By Jonathan Corbet
March 24, 2009
Packet filtering and firewalling has a long history in Linux. The first
filtering mechanism, called "ipfwadm," was released in 1995 for
the 1.2.1 kernel. This code was used until the 2.2.0 stable release
(January, 1999), when the new "ipchains" module took over. While ipchains
was useful, it only lasted until 2.4.0 (January, 2001), when it, too, was
replaced by iptables/netfilter, which remains in the kernel now. If
netfilter maintainer Patrick McHardy has his way, though, iptables, too, will be
gone in the future, replaced by yet another mechanism called
"nftables." This article will give an overview of how nftables works,
followed by a discussion of the motivations behind this change.
The first public nftables
release came out on March 18. This code has been in the works for
a while, though, and the ideas were discussed at the 2008 Netfilter Workshop.
So nftables is not quite as new as it might seem.
The current iptables code has a lot of protocol awareness built into it.
There is, for example, a module dedicated to extracting port numbers from
UDP packets which is different from the module concerned with TCP packets.
The nftables implementation is entirely different; there is no protocol
knowledge built into it at all. Instead, nftables is implemented as a
simple virtual machine which interprets code loaded from user space. So
nftables has no operation which says anything like "compare the IP
destination address to 196.168.0.1"; instead, it would execute code which
looks like:
payload load 4 offset network header + 16 => reg 1
compare reg 1 192.168.0.1
(Patrick presents the code in mnemonic form, and your editor will do the
same; the actual code loaded into the kernel uses opcodes
instead). The first line loads four bytes from the packet,
located 16 bytes past the beginning of the network reader, into
register 1. The second line then compares that register against the
given network address.
The language can do a lot more than just comparing addresses, of course.
There is, for example, a set lookup feature. Consider the following:
payload load 4 offset network header + 16 => reg 1
set lookup reg 1 load result in verdict register
{ "192.168.0.1" : jump chain1,
"192.168.0.2" : drop,
"192.168.0.3" : jump chain2 }
This code will cause packets aimed at 192.168.0.2 to be dropped; for the
other two listed addresses, control will be sent to specific rule chains.

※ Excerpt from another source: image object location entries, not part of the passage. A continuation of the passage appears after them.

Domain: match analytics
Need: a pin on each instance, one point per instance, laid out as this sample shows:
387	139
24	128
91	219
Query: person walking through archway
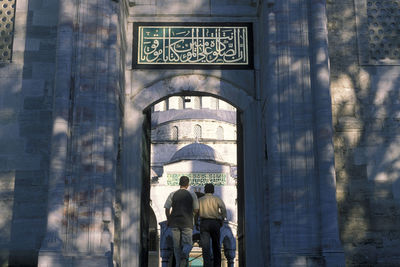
212	213
184	205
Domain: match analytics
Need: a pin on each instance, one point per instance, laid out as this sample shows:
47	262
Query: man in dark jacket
212	213
184	205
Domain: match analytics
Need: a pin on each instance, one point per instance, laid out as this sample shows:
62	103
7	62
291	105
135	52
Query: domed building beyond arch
199	152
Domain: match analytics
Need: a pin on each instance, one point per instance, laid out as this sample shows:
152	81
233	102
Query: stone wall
365	100
26	94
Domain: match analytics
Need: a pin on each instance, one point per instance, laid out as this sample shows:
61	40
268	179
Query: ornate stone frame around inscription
363	37
140	65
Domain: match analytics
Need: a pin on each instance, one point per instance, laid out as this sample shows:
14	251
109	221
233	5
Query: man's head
184	181
209	188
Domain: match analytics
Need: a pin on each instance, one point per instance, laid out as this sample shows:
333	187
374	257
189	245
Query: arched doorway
198	140
136	167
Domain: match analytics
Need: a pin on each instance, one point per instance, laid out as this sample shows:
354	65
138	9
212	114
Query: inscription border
248	25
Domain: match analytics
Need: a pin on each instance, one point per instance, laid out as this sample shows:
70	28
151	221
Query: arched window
174	133
197	131
196	102
220	133
180	103
213	103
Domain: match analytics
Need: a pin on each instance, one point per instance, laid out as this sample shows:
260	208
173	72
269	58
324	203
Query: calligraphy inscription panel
196	45
198	179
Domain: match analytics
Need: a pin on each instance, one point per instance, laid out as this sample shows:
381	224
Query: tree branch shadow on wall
365	107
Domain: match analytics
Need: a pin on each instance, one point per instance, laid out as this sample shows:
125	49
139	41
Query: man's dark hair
209	188
184	181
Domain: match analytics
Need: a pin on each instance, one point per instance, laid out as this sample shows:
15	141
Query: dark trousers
209	229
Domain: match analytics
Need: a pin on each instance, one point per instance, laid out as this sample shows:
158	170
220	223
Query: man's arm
222	208
167	213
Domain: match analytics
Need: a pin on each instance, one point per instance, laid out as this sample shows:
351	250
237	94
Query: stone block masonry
365	82
26	97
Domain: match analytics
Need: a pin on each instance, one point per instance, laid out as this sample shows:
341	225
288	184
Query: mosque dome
197	151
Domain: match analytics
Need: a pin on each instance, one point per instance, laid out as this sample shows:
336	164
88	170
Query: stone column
82	179
50	253
331	247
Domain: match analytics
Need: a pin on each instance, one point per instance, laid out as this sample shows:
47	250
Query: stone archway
136	153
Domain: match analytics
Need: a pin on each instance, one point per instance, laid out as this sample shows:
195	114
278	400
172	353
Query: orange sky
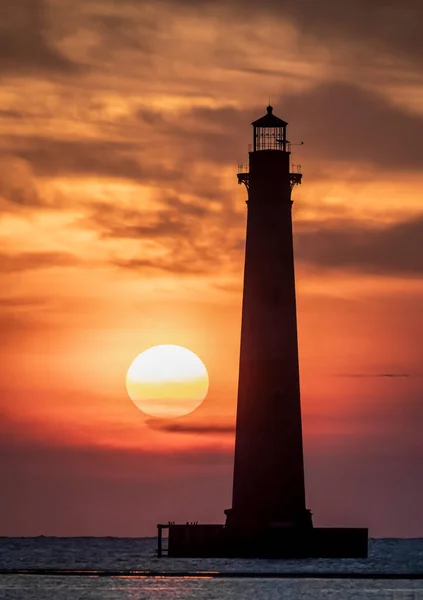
122	226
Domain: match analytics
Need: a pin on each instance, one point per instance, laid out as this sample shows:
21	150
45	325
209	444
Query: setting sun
167	381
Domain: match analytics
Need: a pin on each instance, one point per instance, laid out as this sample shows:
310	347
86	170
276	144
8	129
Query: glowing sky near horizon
122	227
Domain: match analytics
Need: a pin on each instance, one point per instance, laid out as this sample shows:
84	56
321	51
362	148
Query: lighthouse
269	517
268	485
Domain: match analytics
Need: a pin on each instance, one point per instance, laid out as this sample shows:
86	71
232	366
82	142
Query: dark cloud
192	241
337	121
191	428
17	185
21	302
24	45
101	158
358	27
341	122
27	261
391	250
371	375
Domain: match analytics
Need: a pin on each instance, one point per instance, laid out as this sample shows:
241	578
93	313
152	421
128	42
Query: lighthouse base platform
194	540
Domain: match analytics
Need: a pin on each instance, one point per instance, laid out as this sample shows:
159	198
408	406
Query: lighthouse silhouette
269	516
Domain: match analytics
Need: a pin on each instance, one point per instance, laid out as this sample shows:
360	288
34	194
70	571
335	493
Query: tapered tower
268	486
269	517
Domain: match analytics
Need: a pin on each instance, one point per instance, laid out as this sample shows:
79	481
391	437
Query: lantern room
270	133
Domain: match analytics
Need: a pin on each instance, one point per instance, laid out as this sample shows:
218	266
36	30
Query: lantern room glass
270	138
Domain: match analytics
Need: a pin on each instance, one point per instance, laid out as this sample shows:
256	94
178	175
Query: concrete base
218	541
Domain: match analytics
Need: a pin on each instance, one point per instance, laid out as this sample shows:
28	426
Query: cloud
100	158
377	375
24	46
185	237
339	121
352	28
342	244
28	261
17	185
191	428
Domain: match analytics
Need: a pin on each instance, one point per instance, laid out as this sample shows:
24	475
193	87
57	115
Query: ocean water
386	556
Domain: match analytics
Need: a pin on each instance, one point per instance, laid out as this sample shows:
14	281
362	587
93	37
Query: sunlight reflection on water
187	588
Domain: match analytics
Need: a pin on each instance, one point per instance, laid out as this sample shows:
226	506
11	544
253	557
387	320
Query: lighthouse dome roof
269	120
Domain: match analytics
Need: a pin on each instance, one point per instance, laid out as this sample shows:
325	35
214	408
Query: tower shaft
268	484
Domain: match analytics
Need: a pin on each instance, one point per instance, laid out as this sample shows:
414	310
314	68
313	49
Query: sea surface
400	556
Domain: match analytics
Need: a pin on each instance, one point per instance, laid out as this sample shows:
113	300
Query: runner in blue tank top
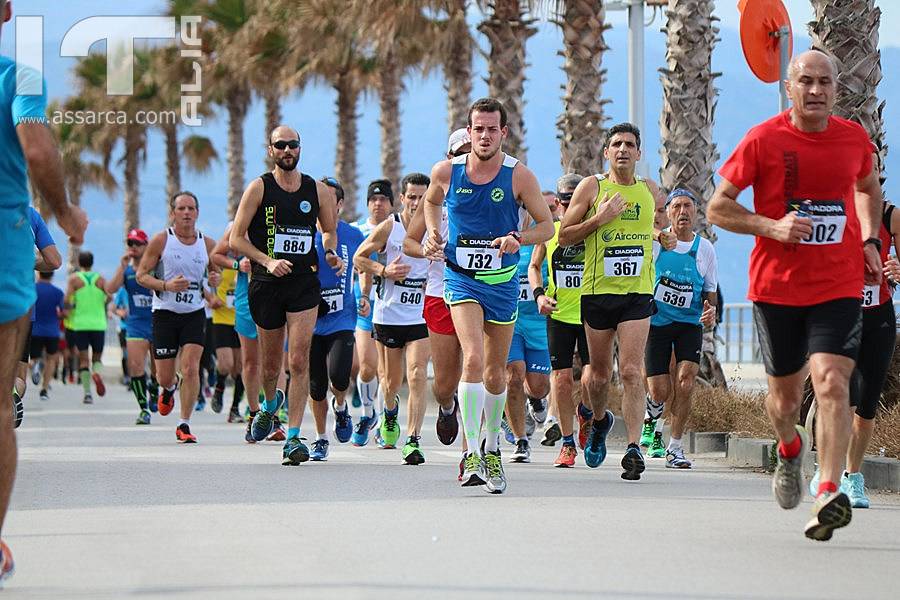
685	296
487	194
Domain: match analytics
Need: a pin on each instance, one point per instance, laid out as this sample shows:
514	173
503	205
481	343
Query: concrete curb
881	473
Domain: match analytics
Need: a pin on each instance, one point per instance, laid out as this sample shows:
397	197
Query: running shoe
854	485
319	451
595	450
184	436
18	409
507	432
552	434
647	432
264	421
566	458
447	426
787	483
277	434
7	564
412	454
831	511
294	452
343	424
360	436
390	430
675	459
537	408
473	470
36	369
522	453
633	463
234	416
98	384
496	478
657	449
529	424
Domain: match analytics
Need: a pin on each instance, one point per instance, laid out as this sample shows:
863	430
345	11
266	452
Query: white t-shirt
707	264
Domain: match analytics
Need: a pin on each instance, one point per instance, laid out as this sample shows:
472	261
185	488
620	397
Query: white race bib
871	295
334	297
828	220
674	293
293	241
623	261
476	254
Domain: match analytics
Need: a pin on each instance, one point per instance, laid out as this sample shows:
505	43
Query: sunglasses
282	144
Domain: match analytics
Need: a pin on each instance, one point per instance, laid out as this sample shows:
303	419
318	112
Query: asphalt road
105	509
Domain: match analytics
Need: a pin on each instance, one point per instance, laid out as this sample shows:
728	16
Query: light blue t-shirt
14	109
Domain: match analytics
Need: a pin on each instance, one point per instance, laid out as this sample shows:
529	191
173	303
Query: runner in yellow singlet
613	214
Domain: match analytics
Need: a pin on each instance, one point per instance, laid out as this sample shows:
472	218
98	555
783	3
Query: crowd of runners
527	304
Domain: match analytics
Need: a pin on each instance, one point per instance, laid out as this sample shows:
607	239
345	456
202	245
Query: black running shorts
606	311
875	352
563	339
686	339
173	330
788	334
270	301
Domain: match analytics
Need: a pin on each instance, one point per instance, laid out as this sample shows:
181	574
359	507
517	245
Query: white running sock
493	415
471	403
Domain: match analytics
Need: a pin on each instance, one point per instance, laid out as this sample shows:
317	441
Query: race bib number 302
828	220
623	261
476	254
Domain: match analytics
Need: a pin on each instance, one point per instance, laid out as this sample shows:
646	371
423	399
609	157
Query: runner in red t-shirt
817	205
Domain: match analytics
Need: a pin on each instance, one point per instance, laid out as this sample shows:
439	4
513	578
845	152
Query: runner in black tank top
275	227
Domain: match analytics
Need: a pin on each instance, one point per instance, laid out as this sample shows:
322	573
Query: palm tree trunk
581	123
458	66
272	100
236	103
173	164
345	165
507	30
390	86
689	102
132	179
848	31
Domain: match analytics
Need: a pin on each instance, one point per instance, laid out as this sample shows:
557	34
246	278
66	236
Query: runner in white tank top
399	327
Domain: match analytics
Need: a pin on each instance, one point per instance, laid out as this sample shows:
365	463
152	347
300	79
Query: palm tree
507	29
848	31
581	123
79	171
689	102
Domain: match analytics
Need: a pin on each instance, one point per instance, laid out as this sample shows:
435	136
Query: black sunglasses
282	144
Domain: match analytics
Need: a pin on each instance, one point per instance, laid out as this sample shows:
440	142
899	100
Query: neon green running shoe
390	430
647	432
657	449
412	454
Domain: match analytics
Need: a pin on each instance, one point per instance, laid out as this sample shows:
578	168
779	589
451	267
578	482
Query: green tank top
89	313
618	257
566	270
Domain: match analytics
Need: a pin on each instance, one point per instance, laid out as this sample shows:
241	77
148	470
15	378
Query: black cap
380	187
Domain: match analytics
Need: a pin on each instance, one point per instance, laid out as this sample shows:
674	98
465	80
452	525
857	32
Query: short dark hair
488	105
184	193
414	179
85	260
622	128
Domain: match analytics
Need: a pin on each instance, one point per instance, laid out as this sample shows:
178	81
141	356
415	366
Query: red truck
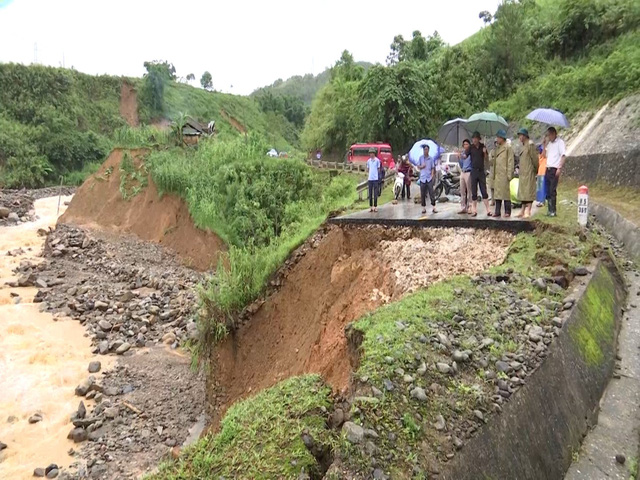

This set feature allows for multi-branch rules in a way which cannot be
done with the current iptables implementation (though the ipset mechanism helps in that
regard).
The above code also introduces the "verdict register," which records an
action to be performed on a packet. In nftables, more than one verdict can
be rendered on a packet; it is possible to add a packet to a specific counter,
log it, and drop it all in a single chain without the need (as seen in
iptables) to repeat tests.
There are a number of other capabilities built into the nftables virtual
machine. There's a set of operations for communicating with the
connection-tracking mechanism, allowing connection information to be used
in deciding the fate of specific packets. Other operators deal with
various bits of packet metadata known to the networking subsystem; these
include the length, the protocol type, security mark information, and
more. Operators exist for logging packets and incrementing counters.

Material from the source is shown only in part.